In a recent interview for Thriving Abroad, co-director Evelyn Simpson remarked I was their first interviewee who was a TCK, with TCK children and now TCK grandchildren, and that got me thinking. TCK-dom goes way back in my family, certainly well before the term Third Culture Kid was coined by social scientists, Ruth Hill Useem and her husband, John Useem, after studying American children living in India, and noting their home and host culture merged to form a third culture. David C Pollock defined the term further, “…The TCK frequently build relationships to all of the cultures, while not having full ownership in any. Although elements from each culture may be assimilated into the TCK’s life experience, the sense of belonging is in relationship to others of similar background.”
Then a couple of days after the interview, a chance meeting with a woman got me thinking about expatriation, and the kind of people who thrive abroad. She, a tried and true Texan whose global experience runs to a four-day Caribbean cruise, was bemoaning the fact her son was about to embark on a life overseas. Two years anyway. She could not understand why he would want to leave America. I tried to put her mind at ease with the usual platitudes, you know the kind – it’s his job, he’ll be back, what a wonderful opportunity for you to visit him, and so on. She was not appeased. And that got me back to TCK-dom.
My paternal great-grandmother was brought up in India. After years apart from her parents, when as a little girl she had been shipped off to the chill dank of England for the sake of her health and education, she returned to India as a young woman, married, and repeated the process with her own children. Neither of my parents were brought up abroad, but met in the jungles of Pahang during the euphemistically called Malay Emergency of the 1950s. With that familial history, it would seem I was predetermined to be an expatriate. It’s in my DNA. It’s certainly in my children’s.

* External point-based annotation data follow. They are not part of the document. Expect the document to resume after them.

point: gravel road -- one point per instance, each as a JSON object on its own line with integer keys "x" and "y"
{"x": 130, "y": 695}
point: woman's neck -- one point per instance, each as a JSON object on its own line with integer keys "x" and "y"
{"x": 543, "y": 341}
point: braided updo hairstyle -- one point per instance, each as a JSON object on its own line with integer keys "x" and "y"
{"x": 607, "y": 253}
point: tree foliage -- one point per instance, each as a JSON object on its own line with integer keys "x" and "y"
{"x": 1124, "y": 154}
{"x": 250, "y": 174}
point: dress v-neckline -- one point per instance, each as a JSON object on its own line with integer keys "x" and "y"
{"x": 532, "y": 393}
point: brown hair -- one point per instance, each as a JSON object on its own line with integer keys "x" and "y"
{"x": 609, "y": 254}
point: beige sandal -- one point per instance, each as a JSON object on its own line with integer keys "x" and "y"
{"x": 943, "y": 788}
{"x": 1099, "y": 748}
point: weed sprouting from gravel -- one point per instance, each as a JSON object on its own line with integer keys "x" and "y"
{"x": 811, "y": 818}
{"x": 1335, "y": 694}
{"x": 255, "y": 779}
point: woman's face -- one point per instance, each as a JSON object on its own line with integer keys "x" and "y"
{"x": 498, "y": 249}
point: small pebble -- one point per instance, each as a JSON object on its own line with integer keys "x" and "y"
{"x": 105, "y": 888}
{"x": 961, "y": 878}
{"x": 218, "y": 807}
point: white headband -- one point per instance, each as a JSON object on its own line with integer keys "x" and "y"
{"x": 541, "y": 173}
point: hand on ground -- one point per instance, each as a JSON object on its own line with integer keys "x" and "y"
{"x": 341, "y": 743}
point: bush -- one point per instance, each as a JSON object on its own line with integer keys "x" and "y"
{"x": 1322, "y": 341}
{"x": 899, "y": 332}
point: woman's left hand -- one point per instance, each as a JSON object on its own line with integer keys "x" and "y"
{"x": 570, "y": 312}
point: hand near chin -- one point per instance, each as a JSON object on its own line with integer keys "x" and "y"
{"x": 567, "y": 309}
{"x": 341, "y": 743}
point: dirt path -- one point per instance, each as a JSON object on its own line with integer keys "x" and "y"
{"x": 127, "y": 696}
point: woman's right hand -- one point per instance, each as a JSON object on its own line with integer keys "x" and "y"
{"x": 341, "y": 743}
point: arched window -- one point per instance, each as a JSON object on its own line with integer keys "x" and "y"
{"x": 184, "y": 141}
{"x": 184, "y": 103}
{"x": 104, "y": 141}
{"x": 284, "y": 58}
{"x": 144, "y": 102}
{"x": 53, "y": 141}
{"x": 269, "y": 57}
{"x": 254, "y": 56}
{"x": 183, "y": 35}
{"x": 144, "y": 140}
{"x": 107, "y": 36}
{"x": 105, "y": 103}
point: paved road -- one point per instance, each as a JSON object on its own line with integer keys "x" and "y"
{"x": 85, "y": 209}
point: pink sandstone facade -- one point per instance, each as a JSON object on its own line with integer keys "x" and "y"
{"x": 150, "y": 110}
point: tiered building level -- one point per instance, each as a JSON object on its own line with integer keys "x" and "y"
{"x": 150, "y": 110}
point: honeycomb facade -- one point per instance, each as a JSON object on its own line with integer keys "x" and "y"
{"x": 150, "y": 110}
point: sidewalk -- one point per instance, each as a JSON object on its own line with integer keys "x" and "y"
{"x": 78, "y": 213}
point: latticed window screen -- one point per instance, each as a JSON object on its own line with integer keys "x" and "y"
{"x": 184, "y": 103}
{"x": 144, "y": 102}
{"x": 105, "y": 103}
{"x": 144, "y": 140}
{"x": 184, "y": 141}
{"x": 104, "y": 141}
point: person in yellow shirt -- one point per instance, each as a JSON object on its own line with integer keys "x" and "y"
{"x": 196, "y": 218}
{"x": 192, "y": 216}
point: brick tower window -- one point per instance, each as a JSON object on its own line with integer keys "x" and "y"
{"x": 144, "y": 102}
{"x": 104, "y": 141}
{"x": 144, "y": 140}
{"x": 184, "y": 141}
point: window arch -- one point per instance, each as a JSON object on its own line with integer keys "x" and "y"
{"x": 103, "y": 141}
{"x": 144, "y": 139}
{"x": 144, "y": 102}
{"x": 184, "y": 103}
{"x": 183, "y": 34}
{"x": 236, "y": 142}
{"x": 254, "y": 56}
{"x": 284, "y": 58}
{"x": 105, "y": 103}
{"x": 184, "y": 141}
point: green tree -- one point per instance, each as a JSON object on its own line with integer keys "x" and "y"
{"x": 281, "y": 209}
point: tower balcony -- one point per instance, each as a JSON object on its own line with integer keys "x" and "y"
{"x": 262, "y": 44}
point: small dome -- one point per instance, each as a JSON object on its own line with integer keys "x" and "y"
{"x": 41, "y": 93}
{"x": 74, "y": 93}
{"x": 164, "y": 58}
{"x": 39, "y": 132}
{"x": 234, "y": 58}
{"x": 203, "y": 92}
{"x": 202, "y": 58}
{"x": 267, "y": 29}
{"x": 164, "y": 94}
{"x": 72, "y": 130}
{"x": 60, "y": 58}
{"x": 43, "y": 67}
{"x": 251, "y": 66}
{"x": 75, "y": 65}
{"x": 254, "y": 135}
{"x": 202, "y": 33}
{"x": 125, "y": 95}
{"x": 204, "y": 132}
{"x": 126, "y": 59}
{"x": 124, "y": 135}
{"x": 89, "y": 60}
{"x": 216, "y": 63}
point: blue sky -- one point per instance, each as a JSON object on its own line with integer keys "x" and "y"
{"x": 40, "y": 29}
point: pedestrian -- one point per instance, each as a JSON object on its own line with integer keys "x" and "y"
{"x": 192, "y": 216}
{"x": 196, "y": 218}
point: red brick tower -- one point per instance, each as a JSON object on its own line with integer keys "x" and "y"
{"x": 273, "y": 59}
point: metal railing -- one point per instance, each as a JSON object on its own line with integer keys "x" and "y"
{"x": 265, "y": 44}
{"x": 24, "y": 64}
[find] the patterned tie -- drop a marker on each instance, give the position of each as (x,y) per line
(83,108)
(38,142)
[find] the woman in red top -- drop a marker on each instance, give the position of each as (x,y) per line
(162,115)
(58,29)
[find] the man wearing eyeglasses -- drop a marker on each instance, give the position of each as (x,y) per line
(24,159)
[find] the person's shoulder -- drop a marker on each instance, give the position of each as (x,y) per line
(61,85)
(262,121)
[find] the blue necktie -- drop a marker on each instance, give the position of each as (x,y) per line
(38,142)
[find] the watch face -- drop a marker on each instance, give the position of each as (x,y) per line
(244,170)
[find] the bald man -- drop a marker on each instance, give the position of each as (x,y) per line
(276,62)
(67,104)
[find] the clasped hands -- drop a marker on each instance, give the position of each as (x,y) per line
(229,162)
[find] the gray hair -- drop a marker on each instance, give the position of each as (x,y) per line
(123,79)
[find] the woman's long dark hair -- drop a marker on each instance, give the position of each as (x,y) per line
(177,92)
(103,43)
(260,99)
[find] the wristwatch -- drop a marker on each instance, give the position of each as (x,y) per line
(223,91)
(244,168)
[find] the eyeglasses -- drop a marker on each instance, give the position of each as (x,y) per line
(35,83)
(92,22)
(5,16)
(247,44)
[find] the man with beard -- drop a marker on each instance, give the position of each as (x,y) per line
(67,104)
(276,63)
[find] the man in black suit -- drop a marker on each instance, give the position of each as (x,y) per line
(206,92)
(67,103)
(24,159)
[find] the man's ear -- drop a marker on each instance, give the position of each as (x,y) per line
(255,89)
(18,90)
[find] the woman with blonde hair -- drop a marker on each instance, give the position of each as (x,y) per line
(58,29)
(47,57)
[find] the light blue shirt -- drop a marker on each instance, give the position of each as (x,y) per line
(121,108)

My daughter, Kate, is almost back where she started. Born in The Netherlands, she transferred to Trinidad and Tobago at the tender age of eight months. She has recently returned there with her husband and children and has eased into her new life with remarkable aplomb.
However, whether having an expatriate upbringing or not, there are times when any new country’s idiosyncrasies can reduce even the most seasoned expat to a gibbering wreck. Clearing shipments, finding a home, schools and getting lost on a regular basis.
I have always considered myself a good map reader and find them a far more pleasurable alternative to the tinny, hectoring tones of a remote voice telling me to ‘turn right now’. There is something vaguely romantic about following the routes of those who have travelled before us. Siri was of course not available in many of our earlier postings, and getting lost, when not driving to a timeline, is part of the fun of a new location. It’s an adventure that often turns up wonderfully unexpected treats – a market teeming with colour and vibrancy; or a temple, the chanting of novitiate monks offering an oasis of serenity in a city bursting with energy; a street stall selling the best satay in the world. Or sometimes a dead end.
I still remember the sense of complete satisfaction, when I finally managed to drive Kate to school without getting hideously lost amongst the narrow sois of Bangkok, each lane a meandering thoroughfare filled with people and tuk-tuks. The fact I got lost getting home again was beside the point, I had no timetable to keep.
Though I do admit there have been times when getting lost has sent my stress levels off the charts, those maps I profess to love. I am probably the only woman to have driven, with a dog, from La Paz in Baja California, Mexico to Houston, Texas, and to have been unable to find America. The road to the border crossing at Tijuana should have been a straight line, but a signed detour sent me to the barrios of a city I wish never to see again. I resorted to clambering into the back of my SUV, not wishing to unlock the doors in the neighbourhood in which I found myself, to get out my dive compass to find north. Two hours later I drove back into the land of opportunity. Elated and grateful.
Kate, too, will have such moments of elation in her new home, and probably a few more moments of despair, of “what the hell have we done?” But each such moment is further and further apart. Our son, confined to British shores at the moment, is eager to return to Africa, Asia, wherever the oilfield might take him. What he is not interested in, is a life devoid of adventure, an immovable life he considers circumspect and pedestrian.
So, as I watch my children continue their global wanderings, I am filled with a sense of déjà vu. They will get lost sometimes, but they will find their way home again, wherever home happens to be. Just as the young man, whose mother was so distressed about his leaving, will do too. Who knows, his experiences may be the start of an expatriate life, one he passes to his children. After all expatriation is truly in the genes.